Q: "What are the differences between MutSig 1.0, 1.5, 2.0, and CV?"

A: MutSig relies on several sources of evidence in the data in order to estimate the amount of positive selection a gene underwent during tumorigenesis.

The three main sources are:

     1) Abundance of mutations relative to the background mutation rate (BMR)

     2) Clustering of mutations in hotspots within the gene

     3) Conservation of the mutated positions (i.e. did the mutation happen at a position that is conserved across vertebrates?)

The first line of evidence, Abundance, goes into the core significance calculation performed in all versions of MutSig. In MutSig1.0, this is simply called "p". MutSig1.0 assumes a constant BMR across all genes in the genome and all patients in the patient cohort. In MutSig1.5, this is also called "p", but MutSig1.5 uses information from synonymous mutations to roughly estimate gene-specific BMRs. Later versions of MutSig (MutSigS2N and MutSigCV) have increasingly sophisticated procedures for treating the heterogeneity in per-gene, per-patient, and per-context BMRs, but they are all answering essentially the same question about Abundance of mutations above the background level.

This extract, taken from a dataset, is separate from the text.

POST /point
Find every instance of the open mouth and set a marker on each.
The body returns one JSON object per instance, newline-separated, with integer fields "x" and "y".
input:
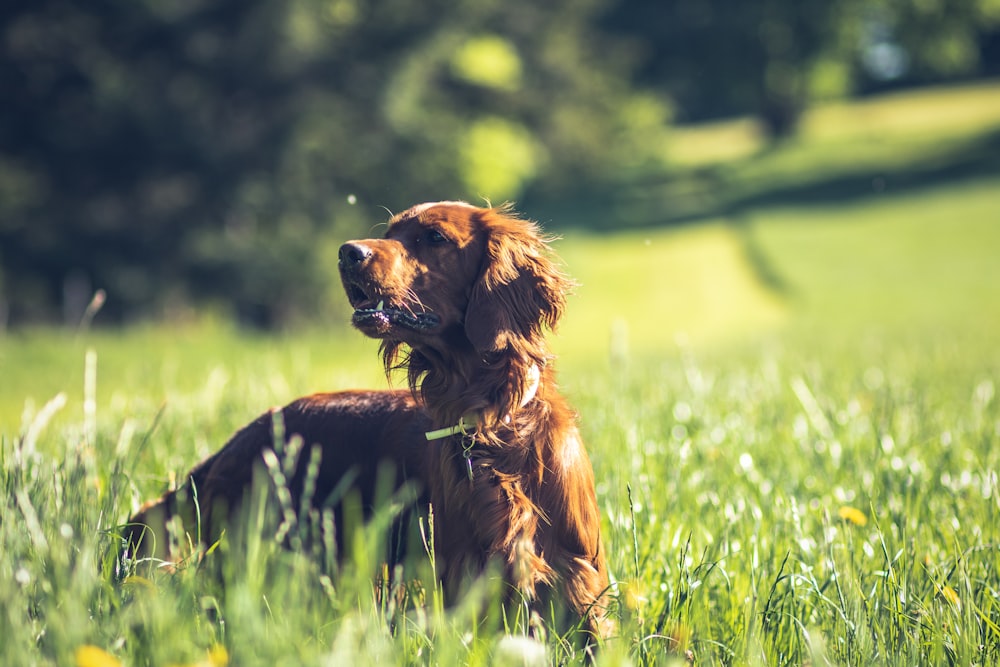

The other lines of evidence, Conservation and Clustering, are examined by a separate part of MutSig (historically called "MutSig2.0") that carries out many permutations, comparing the distributions of mutations observed to the null distribution from these permutations. The output of this permutation procedure is a set of additional p-values: p_clust is the significance of the amount of clustering in hotspots within the gene. p_cons is the significance of the enrichment of mutations in evolutionarily conserved positions of the gene. Finally, p_joint is the joint significance of these two signals (Conservation and Clustering), calculated according to their joint distribution. The reason for calculating p_joint is to ensure there is no double-counting of the significance due, for example, to clustering in a conserved hotspot.

Combining all three lines of evidence: In order to make a full accounting of the signals of positive selection in a given gene, we combine all three lines of evidence. This is done by using the Fisher method of combining p-values. The two p-values combined are the "p" (or "p_classic") from the analysis of mutation Abundance (performed by MutSig 1.0/1.5/S2N/CV), and the p_joint from the analysis of Conservation and Clustering (performed by MutSig2.0).